The company is currently in beta with a handful of IoT companies, including a delightfully ironic trio: Fireplace company Napoleon, which makes the air worse, air purification company Aura Air, which makes the air better, and Awair indoor air quality monitoring, which plays the role of the independent adjudicator of the Battle of the Air Purifiers and De-purifiers.
At its core, Kraftful Analytics makes it easier, then to track IoT-specific metrics, like how users connect a device, their user journey, and to determine the appropriate session duration and stickiness for a product using industry benchmarks.
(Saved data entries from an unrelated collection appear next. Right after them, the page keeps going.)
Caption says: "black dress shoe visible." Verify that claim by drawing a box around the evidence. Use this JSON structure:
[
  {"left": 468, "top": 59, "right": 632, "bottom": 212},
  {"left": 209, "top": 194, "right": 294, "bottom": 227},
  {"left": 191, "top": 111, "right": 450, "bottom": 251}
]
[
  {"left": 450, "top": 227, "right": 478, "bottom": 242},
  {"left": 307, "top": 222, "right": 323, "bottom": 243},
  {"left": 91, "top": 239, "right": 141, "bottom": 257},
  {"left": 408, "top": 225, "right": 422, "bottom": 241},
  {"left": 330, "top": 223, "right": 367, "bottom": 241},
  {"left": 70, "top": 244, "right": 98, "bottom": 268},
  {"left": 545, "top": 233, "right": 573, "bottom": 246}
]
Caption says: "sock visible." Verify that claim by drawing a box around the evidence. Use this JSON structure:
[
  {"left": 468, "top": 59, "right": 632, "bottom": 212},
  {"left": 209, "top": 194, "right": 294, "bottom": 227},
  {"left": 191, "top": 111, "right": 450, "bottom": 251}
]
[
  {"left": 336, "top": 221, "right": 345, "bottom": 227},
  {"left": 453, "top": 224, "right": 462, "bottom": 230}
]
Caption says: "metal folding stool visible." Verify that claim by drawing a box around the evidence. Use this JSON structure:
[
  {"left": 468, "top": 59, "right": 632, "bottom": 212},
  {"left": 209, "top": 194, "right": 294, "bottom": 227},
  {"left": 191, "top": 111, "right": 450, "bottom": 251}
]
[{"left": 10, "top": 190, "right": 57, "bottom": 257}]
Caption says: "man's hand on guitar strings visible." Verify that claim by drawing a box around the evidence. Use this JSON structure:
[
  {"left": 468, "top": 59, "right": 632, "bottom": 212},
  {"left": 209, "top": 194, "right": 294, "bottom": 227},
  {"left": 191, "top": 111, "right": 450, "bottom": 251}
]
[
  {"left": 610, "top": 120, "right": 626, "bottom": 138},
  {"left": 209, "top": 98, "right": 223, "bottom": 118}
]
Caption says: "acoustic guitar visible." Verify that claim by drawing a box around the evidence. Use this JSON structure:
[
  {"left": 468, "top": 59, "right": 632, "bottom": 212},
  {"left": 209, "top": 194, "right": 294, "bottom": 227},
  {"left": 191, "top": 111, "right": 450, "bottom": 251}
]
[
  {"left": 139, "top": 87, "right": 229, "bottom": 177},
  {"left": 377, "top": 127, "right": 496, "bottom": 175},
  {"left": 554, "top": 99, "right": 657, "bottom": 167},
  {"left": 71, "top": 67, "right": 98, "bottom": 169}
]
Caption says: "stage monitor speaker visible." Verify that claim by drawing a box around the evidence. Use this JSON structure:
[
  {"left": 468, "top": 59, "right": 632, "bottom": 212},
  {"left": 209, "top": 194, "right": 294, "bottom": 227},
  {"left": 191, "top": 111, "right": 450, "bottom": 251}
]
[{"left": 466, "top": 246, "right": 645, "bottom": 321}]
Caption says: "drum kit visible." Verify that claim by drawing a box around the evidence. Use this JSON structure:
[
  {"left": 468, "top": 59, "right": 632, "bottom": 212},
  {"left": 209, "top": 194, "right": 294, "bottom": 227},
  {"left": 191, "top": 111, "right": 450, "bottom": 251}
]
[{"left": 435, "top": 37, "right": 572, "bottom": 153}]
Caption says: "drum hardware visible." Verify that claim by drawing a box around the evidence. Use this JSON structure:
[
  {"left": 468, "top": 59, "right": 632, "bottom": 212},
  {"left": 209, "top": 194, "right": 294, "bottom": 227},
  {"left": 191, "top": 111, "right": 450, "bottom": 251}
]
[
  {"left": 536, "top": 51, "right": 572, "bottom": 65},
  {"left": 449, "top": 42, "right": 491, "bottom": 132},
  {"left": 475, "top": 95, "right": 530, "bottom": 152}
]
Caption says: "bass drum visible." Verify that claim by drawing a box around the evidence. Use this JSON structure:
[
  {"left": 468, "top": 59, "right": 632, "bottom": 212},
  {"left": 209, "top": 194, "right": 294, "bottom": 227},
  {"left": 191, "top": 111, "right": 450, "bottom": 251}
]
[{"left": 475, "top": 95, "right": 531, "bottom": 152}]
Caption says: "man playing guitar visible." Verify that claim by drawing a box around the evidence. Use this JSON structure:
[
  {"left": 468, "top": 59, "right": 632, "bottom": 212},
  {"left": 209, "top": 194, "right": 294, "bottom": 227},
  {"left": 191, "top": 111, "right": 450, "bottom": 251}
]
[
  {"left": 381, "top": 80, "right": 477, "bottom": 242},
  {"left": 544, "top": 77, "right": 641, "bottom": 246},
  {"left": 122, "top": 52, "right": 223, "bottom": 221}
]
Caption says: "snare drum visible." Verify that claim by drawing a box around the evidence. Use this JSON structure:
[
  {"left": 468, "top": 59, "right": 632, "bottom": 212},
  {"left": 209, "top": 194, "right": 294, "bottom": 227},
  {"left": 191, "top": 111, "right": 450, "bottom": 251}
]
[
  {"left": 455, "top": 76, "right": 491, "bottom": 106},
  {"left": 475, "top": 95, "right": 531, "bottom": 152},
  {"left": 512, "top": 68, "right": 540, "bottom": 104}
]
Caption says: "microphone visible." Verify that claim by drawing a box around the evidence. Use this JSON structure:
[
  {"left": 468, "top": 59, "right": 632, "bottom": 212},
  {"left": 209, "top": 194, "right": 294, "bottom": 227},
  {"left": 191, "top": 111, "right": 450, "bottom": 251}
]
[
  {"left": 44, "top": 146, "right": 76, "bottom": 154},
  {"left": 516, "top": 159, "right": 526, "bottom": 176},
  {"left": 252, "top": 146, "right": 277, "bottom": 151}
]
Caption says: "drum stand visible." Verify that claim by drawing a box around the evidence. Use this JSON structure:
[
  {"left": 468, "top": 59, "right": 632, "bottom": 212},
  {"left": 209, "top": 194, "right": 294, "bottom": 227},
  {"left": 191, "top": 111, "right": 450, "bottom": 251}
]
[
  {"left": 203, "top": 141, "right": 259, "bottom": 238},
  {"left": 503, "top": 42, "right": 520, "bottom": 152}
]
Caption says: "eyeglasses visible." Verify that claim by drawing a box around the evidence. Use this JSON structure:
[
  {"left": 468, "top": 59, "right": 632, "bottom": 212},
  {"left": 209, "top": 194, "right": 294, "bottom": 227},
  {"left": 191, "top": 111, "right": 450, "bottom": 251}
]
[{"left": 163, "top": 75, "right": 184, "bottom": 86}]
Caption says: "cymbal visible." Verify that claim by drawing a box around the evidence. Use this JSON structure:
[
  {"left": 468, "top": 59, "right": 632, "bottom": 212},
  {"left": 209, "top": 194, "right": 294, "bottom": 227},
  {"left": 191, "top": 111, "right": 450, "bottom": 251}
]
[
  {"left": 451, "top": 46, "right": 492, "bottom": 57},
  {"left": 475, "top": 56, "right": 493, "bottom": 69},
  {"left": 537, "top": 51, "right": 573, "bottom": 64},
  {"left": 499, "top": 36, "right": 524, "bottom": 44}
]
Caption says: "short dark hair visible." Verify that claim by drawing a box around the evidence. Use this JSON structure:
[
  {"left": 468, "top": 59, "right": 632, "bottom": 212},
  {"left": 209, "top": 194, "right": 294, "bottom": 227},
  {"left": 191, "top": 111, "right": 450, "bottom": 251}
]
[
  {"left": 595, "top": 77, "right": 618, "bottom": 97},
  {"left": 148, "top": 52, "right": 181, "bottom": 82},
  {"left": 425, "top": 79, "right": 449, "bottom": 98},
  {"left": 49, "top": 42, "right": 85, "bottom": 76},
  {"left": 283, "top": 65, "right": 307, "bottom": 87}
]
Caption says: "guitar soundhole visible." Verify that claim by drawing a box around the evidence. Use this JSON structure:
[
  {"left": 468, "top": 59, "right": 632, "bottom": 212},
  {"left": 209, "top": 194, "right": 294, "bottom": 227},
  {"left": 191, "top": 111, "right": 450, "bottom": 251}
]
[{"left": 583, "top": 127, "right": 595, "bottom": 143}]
The company points out that for IoT, metrics are different; if you spend two hours per day on TikTok, that may be a win for the social media company, but if you spend two hours per day trying to figure out how to turn your lights on and off… not so much.
The company initially targets companies that are trying to move fast; not a bad idea – you wouldn’t roll your own analytics package for a web or mobile app, and it would be mismanagement of resources to build an IoT analytics solution if that isn’t your core business. I’d be hard-pressed to think of a hardware development team that isn’t strapped for hours and manpower, and Kraftful’s solution makes a lot of sense.
The company charges its customers as a SaaS solution, scaling by the number of events.
“We have an SDK for iOS and Android, along with a React native solution. We also recently got our first Xamarin customer, so we are expanding into more exotic types of integration mechanisms as well, ”says Welinder. “We have a SaaS solution and we charge on a per-event basis, so it really comes down to how many screens and how many users you have.”
The company recently raised a $ 2 million seed round from Samsung NEXT, Precursor Ventures, Leadout Capital and various angels. Over the past year, the fully remote team grew from two to six. The company is launching its analytics product today, and is hoping to find a flurry of new customers in the hardware space to start collecting feedback.